Sara's Surprise, p.13Deborah Smith
“Let me have a try at it. I’ve been the sorcerer’s apprentice two or three times. Looks easy. I bet I can manage alone.”
“I’ll take that bet.” Grinning mischievously, Sara sat down on the foot of the bed and waited. She heard Noelle giggling and Kyle talking in a low tone, the emphasized words occasionally making his progress clear.
“Ugh,” she heard him say. Then, “Chew … toes … incredible contortionist … be still … wrestling … strong … ouch … a tornado with legs!”
“Need some help?” Sara called, trying not to laugh.
“No. I’m going to put her on the floor. I just need a bigger arena.” Then, a minute later, “Run for your life! She’s loose!”
Sara got up and went to the door. Noelle was crawling down the hallway, chortling at her freedom, her fresh diaper flopping open on one side, only half pinned. Kyle and Daisy followed her. Kyle wiped imaginary sweat from his forehead. “That’s all I could manage before she got away.” He pointed to the diaper. “It’s a new style.”

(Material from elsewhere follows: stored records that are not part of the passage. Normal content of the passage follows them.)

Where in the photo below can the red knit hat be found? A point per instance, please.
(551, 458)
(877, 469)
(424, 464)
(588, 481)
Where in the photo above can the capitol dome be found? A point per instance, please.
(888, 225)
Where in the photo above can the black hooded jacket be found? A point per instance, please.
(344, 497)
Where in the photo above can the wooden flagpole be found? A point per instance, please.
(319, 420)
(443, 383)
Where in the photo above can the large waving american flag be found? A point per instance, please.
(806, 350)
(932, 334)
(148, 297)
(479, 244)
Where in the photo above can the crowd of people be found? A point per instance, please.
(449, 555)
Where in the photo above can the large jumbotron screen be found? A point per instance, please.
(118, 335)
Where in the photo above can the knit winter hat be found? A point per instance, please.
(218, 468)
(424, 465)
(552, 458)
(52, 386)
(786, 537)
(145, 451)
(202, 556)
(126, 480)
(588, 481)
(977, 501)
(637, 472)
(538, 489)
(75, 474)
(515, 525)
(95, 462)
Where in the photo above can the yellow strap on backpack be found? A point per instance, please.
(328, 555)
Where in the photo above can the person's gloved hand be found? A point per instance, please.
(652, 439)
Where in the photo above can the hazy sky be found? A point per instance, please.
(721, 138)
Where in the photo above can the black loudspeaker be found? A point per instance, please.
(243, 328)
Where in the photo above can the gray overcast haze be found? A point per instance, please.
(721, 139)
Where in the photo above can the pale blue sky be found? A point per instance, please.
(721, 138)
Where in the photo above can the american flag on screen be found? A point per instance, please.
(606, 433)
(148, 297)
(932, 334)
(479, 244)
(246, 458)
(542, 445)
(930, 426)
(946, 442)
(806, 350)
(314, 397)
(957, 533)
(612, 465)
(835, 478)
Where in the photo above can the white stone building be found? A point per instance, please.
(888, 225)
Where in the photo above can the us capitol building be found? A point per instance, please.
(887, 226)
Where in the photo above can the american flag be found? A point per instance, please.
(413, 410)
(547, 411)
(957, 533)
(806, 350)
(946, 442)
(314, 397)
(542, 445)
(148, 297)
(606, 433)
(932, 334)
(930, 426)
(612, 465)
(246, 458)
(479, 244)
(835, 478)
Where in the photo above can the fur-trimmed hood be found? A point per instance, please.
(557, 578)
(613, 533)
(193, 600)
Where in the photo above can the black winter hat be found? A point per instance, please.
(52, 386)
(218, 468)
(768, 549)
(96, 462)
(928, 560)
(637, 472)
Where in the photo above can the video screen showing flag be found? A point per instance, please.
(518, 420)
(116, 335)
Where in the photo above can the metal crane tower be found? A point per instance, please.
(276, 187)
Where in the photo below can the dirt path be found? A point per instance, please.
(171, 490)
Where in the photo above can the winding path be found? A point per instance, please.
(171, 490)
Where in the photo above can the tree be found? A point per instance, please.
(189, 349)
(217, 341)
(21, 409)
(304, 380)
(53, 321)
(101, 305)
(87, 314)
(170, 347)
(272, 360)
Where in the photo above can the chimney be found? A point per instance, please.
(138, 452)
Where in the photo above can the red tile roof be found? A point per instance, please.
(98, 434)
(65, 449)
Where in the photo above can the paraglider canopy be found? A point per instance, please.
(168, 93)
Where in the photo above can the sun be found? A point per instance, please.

He swooped his hands under Noelle and picked her up. She squealed with joy and patted his face. His smile grew wide under her exploring fingers. “Who loves ya, elf princess?”
“Cal!” she squealed.
“That’s right. Cal.”
Sara came to the two of them, grinning, her eyes damp from the sight of trusting baby and loving man. This was her revenge against Valdivia.

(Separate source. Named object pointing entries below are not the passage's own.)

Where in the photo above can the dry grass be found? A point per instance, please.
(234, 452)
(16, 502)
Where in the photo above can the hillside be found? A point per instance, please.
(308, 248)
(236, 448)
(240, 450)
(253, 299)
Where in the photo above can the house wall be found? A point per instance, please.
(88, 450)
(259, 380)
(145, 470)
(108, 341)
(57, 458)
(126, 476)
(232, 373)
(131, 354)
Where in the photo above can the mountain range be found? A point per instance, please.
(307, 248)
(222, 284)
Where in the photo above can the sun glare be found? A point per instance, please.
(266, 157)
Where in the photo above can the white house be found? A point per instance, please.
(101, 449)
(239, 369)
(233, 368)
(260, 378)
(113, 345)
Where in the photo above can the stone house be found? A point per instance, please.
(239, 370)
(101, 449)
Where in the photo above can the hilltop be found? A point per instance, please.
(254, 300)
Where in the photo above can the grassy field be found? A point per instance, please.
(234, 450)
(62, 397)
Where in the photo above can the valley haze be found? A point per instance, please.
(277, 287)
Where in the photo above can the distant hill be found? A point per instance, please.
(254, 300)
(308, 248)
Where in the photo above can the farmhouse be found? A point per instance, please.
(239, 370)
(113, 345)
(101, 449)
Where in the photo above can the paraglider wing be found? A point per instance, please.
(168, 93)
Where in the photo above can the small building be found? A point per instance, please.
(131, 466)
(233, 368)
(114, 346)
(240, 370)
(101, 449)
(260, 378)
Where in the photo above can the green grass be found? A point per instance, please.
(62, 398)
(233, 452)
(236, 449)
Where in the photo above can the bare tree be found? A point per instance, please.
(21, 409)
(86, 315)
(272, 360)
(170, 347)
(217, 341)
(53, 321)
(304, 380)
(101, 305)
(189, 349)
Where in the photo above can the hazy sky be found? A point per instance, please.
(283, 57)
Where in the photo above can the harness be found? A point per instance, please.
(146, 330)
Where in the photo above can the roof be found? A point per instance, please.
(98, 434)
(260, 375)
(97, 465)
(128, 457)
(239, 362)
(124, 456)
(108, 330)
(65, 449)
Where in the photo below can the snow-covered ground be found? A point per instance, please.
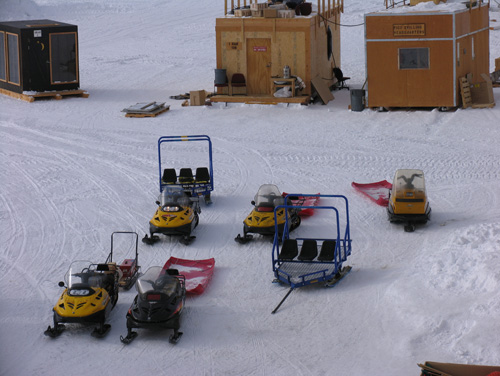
(75, 170)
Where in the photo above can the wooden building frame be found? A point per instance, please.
(259, 47)
(450, 44)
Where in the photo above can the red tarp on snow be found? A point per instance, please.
(304, 201)
(378, 192)
(197, 272)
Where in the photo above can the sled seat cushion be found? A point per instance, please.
(186, 176)
(202, 175)
(289, 250)
(169, 176)
(309, 250)
(327, 252)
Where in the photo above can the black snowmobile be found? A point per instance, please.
(159, 302)
(91, 292)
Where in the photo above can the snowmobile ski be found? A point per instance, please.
(243, 239)
(150, 240)
(174, 338)
(54, 332)
(100, 331)
(186, 240)
(129, 338)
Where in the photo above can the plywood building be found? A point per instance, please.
(260, 45)
(416, 59)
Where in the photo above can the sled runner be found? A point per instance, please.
(377, 192)
(197, 272)
(304, 201)
(262, 220)
(301, 261)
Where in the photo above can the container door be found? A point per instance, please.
(63, 58)
(258, 65)
(38, 77)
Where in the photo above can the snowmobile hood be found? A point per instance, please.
(264, 218)
(408, 195)
(82, 302)
(160, 295)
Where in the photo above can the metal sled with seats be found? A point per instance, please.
(201, 183)
(302, 261)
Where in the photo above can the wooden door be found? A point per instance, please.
(258, 65)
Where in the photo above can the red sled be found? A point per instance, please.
(377, 192)
(304, 201)
(197, 272)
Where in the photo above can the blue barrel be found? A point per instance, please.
(357, 99)
(220, 76)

Kyle glanced at her carefully as he stopped his sports car beside the ever-watchful dragons at the gate. Sara sat stiffly in the car’s bucket seat, both arms wrapped around Noelle as if evil wizards might try to pull her away at any second.

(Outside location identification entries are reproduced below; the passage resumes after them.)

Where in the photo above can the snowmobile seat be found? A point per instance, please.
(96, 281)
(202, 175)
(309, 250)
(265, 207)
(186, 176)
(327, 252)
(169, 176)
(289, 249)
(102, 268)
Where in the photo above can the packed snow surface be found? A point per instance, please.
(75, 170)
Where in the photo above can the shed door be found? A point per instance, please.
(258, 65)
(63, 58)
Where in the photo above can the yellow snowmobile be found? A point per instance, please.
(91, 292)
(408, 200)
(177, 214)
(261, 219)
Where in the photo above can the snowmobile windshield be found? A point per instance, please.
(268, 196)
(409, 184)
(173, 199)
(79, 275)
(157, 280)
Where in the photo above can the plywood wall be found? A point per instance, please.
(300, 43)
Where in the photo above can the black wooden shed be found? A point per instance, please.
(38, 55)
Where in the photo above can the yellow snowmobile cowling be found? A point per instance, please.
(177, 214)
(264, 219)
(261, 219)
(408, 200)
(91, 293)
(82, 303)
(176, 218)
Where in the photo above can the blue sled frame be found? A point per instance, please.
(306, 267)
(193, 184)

“We’re just going to lunch,” Kyle reminded her.
She nodded finally. He helped her put Noelle into the baby carrier that was anchored to the backseat. When they were done, Sara faced forward and clasped her hands in her lap. Her face was pale. “I’ll be fine. You just have to remember that I’ve geared all my energies to keeping her a secret for almost a year and a half, ever since I learned that I was pregnant. It’s not easy to relax.”
“You’ve got to believe that no one is interested in you anymore. You’re just an average citizen.”
“Kyle, you’re the one who told me that the people from your old organization are probably keeping tabs on me. What are they going to think when they find out I have a baby?”
He chuckled. “When I said they were keeping tabs on you, I didn’t mean that they’re watching every move you make. They’re undoubtedly curious about your research, that’s all, and they’ll do their best to find out what you’re doing before anyone else does. But they don’t care about your personal life. You’re allowed to have a baby.”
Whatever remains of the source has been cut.